Sur la plage encore humide, quelques colonnes de fumée s’élèvent, embaumant l’air du parfum sucré des patates douces et du manioc grillés, qui se mêle à la senteur salée des crevettes et des poissons fraîchement sortis de mer. Une atmosphère à la fois rustique et singulière, qui ne se retrouve nulle part ailleurs que dans les villages de pêcheurs du littoral vietnamien.

Depuis plus de trois siècles, le village de Phuoc Hai vit au rythme des marées. Ici, la pêche est bien plus qu’un métier : c’est une tradition, transmise de génération en génération. Près de 80 % des habitants vivent de la mer et de la transformation des produits de la pêche.

Sous la lumière de la lune, la plage se couvre de silhouettes ployant sous le poids des paniers de crevettes et de poissons. Les bruits des pas dans le sable se mêlent au ressac et aux claquements des tôles des embarcations, formant une rythmique sourde, presque militaire.

À minuit, le marché aux poissons s’anime. Il bat son plein jusqu’à l’aube, dans une cacophonie joyeuse de voix, de rires, de marchandages, mêlée au fracas des vagues. Les lampes torches scintillent sur la plage tandis que, plus loin, les bateaux alignés brillent comme des constellations à la surface de l’eau.
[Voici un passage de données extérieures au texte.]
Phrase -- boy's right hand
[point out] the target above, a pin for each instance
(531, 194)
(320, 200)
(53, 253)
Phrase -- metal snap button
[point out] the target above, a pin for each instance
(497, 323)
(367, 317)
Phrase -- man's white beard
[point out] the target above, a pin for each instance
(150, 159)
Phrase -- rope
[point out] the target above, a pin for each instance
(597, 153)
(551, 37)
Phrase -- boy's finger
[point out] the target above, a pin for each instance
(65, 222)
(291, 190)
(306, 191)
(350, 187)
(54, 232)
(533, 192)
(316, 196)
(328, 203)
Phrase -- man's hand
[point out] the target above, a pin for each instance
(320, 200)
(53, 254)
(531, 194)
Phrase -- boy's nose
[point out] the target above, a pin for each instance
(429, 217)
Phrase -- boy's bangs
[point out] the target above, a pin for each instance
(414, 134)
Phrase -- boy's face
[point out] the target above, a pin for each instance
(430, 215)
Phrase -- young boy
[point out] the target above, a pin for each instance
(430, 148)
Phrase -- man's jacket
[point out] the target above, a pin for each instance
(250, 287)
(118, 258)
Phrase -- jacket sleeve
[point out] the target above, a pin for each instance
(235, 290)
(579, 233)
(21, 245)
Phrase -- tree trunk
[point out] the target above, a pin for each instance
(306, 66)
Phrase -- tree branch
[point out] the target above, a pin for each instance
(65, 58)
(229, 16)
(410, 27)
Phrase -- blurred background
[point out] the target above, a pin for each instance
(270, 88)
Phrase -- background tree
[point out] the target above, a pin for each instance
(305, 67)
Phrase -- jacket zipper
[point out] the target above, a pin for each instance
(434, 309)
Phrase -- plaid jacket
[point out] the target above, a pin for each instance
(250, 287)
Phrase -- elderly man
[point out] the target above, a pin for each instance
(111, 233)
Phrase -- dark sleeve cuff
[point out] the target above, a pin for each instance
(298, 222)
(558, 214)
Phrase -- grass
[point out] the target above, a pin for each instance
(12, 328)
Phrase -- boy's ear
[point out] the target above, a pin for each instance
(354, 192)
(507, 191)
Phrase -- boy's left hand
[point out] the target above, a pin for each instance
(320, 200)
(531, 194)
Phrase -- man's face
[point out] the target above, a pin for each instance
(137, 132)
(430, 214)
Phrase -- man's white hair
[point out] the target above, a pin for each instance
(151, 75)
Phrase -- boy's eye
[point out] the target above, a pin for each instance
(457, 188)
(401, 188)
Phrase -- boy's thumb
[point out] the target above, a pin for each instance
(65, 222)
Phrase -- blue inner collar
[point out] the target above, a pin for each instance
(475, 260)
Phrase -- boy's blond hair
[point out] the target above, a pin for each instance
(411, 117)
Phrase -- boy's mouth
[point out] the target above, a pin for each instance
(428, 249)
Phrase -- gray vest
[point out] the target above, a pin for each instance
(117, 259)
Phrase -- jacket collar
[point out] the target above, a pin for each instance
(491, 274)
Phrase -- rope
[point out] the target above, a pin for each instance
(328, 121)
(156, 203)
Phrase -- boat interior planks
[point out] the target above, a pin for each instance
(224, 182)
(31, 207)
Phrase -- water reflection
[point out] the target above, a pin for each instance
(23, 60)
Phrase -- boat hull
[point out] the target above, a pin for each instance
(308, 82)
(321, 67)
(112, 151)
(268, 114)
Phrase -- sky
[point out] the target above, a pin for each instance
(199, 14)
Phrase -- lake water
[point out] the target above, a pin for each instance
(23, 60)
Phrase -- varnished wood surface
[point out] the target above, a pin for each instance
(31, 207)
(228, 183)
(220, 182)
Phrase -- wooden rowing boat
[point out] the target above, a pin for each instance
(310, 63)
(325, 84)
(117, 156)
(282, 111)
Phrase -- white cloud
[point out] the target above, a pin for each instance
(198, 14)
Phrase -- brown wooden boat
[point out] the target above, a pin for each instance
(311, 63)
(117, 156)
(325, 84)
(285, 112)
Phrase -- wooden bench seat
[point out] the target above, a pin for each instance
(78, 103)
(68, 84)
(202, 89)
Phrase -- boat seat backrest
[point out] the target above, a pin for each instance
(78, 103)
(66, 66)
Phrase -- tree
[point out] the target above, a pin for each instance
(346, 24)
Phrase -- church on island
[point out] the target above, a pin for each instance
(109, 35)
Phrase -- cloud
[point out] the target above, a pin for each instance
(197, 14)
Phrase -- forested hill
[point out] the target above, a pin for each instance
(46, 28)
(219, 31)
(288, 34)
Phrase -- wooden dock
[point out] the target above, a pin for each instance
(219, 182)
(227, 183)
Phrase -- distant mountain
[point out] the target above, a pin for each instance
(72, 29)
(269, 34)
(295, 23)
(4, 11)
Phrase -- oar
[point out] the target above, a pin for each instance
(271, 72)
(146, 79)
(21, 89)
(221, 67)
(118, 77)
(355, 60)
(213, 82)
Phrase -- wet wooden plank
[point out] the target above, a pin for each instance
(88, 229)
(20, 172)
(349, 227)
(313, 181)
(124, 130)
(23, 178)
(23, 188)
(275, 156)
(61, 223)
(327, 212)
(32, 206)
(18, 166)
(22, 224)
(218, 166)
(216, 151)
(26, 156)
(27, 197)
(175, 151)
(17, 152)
Phuoc Hai n’est pas seulement un lieu de production halieutique ; c’est aussi un témoignage vivant du patrimoine culturel vietnamien. Dans les ruelles, à la lumière du matin, les femmes raccommodent leurs filets avec une dextérité silencieuse, leurs doigts burinés courant sur les mailles comme des pinceaux patientant sur la toile du temps.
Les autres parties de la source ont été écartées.